Intermediate Questions
- Create a DataFrame indexed by dates (use three consecutive dates as index) and columns [‘open’,’close’,’vol’]; select the middle date row with loc and the last row with iloc.
- With the same DataFrame, select the ‘open’ and ‘vol’ columns for the first two rows using df.loc[df.index[:2], [‘open’,’vol’]].
- Build a DataFrame of 6 rows; set ‘id’ as index; select a block with loc[start_label:end_label, [‘col1′,’col2’]].
- Show mixed selections: use df.loc[df[‘col1’] > 50, ‘col2’] to get a filtered Series; then assign 0 to those positions and print changes.
- Use iloc to select every other row (step slicing) and only the last two columns; print the result.
- Combine boolean conditions (df[‘a’] % 2 == 0) & (df[‘b’] > df[‘a’]) to filter rows; print the subset.
- Use df.query(‘age >= 25 and city == “X”‘) to filter; then recreate the same filter with boolean indexing and confirm equality (index/values).
- Create a DataFrame with duplicate index labels; use df.loc[‘k’] to show all rows with that label; compare with df.iloc selection of the same positions.
- Use df.loc[:, df.dtypes.eq(‘int64’)] to select only integer dtype columns; print selected columns.
- Given columns ‘math’,’phy’,’chem’, select rows where any score is below 40 using df[[‘math’,’phy’,’chem’]].lt(40).any(axis=1); print the risky rows.
- Select rows where all scores are at least 60 using .ge(60).all(axis=1); print names and scores.
- Using a string column ‘dept’, filter rows not equal to ‘HR’ with ~(df[‘dept’] == ‘HR’); print remaining.

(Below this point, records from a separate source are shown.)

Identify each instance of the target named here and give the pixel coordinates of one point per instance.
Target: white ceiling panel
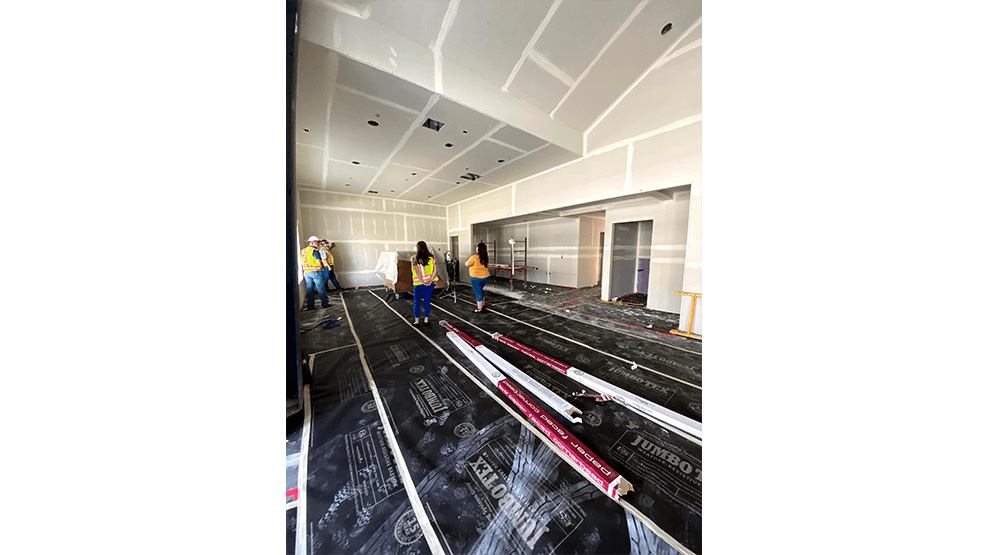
(317, 69)
(481, 160)
(374, 82)
(308, 165)
(489, 37)
(397, 178)
(674, 91)
(579, 30)
(428, 189)
(352, 138)
(427, 148)
(549, 157)
(462, 193)
(418, 20)
(340, 173)
(627, 58)
(538, 88)
(518, 138)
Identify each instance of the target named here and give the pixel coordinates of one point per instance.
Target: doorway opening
(630, 257)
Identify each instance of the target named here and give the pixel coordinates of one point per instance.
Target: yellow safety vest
(423, 270)
(309, 262)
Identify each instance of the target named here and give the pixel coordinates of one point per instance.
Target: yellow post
(689, 328)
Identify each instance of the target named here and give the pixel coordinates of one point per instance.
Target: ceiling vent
(433, 124)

- Slice rows by label range (inclusive) and columns by integer positions simultaneously: df.loc[‘r2′:’r5’, df.columns[[0,2]]]; print.

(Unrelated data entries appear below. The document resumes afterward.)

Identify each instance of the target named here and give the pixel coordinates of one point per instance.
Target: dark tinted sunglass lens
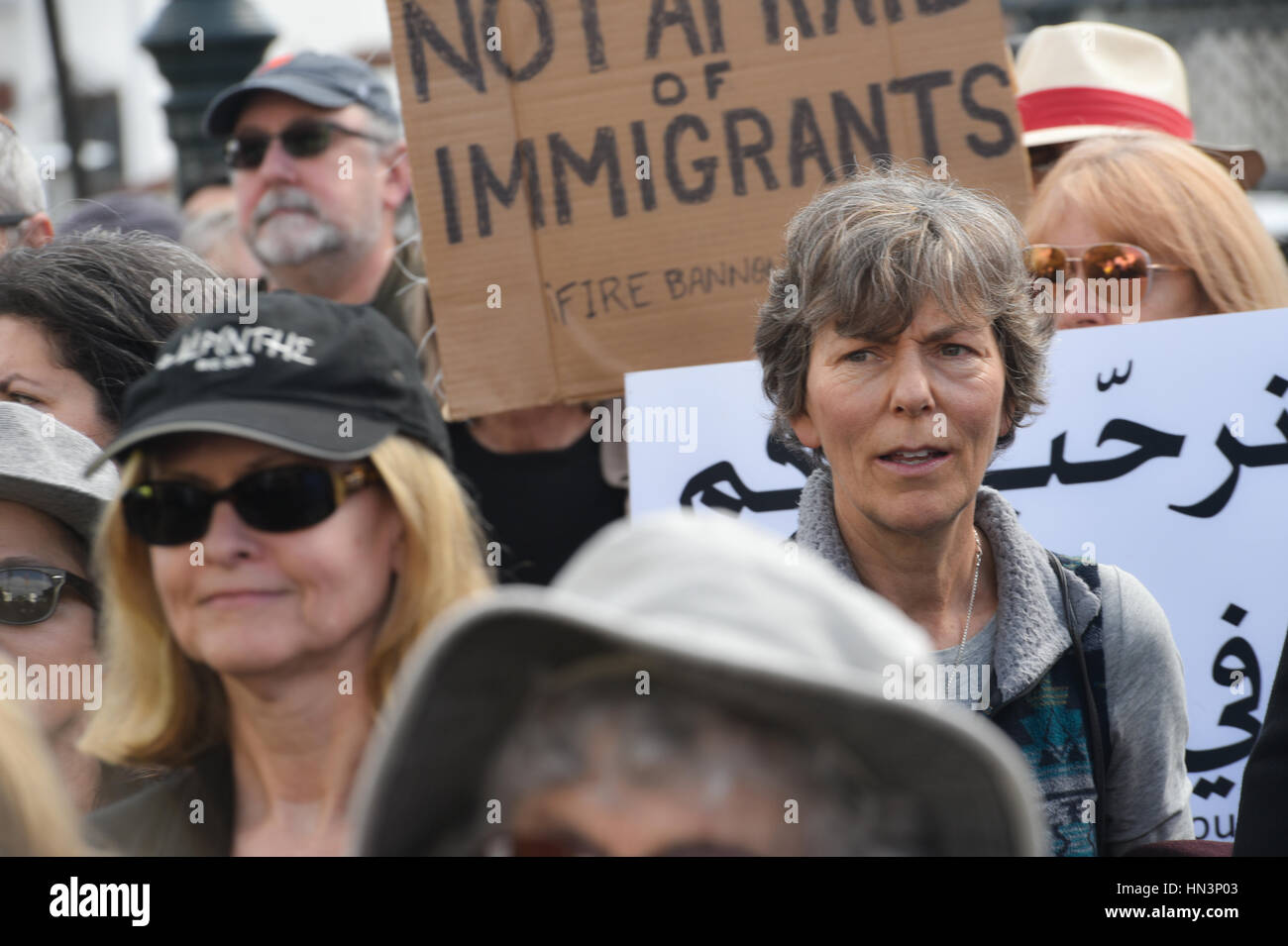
(246, 151)
(26, 596)
(284, 498)
(307, 139)
(1043, 262)
(1117, 262)
(166, 514)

- Use at to set a single scalar (e.g., row ‘r3’, column ‘status’) to ‘active’; verify with loc.
- Use iat to increment a numeric cell by 10 at row position 2 and column position 1; print row before and after.
- Demonstrate safe reindexing: create a new index adding a label that doesn’t exist; select with df.reindex(new_index).loc[‘missing’] and show NaN.
- For a DataFrame with an index of integers not starting at 0 (e.g., [10,20,30,40]), show difference between df.loc[20] and df.iloc[1].
- Use .between_time() equivalent logic: create a time-indexed DataFrame (hours), then loc-slice between ’10:00′ and ’14:00′; print the slice.
- Show column slicing by name range using df.loc[:, ‘b’:’d’] versus explicit list df.loc[:, [‘b’,’c’,’d’]]; print both.
- Build a DataFrame with a categorical column ‘grade’ in [‘A’,’B’,’C’]; filter rows where ‘grade’ is in [‘A’,’B’] using isin; print.
Advanced Questions
- Construct a MultiIndex DataFrame with levels (‘city’=[‘DEL’,’MUM’], ‘dept’=[‘HR’,’ENG’]) and columns [’emp’,’salary’]; select ‘ENG’ rows in ‘DEL’ using df.loc[(‘DEL’,’ENG’), :].
- From the same MultiIndex, select all rows for ‘MUM’ using partial indexing df.loc[‘MUM’]; then only the ‘salary’ column for both depts with df.loc[(‘MUM’, slice(None)), ‘salary’].
- Create a 3-level MultiIndex (country, year, quarter); slice all rows for a given country and year across all quarters using pd.IndexSlice; print the block.
- Swap MultiIndex levels (.swaplevel(0,1)) and sort the index; then select a label across the swapped level to show effect on selection.
- Use .xs() (cross-section) on a MultiIndex to get a single dept across all city; compare with loc that achieves the same selection.
- Build a MultiIndex on columns (e.g., metrics (‘min’,’max’,’avg’) under subjects) and select a column slice using df.loc[:, (slice(None), ‘avg’)].
- Given a MultiIndex DataFrame of daily sales by (‘store’,’date’), filter stores where any day’s sales exceed 1000 using a groupwise boolean mask and df.loc[mask].
- Create a large DataFrame and compare performance of boolean filtering using chained & vs precomputed masks stored in variables; time both and print timings.
- Demonstrate aligned assignment on MultiIndex: select (‘DEL’,’HR’) rows and set ‘salary’ to df.loc[(‘DEL’,’HR’), ‘salary’] * 1.05; verify only those rows changed.
- Convert a flat DataFrame to a MultiIndex by setting index to [‘city’,’dept’]; show selections with loc for single label, tuple label, label-slice, and list of labels; print each result.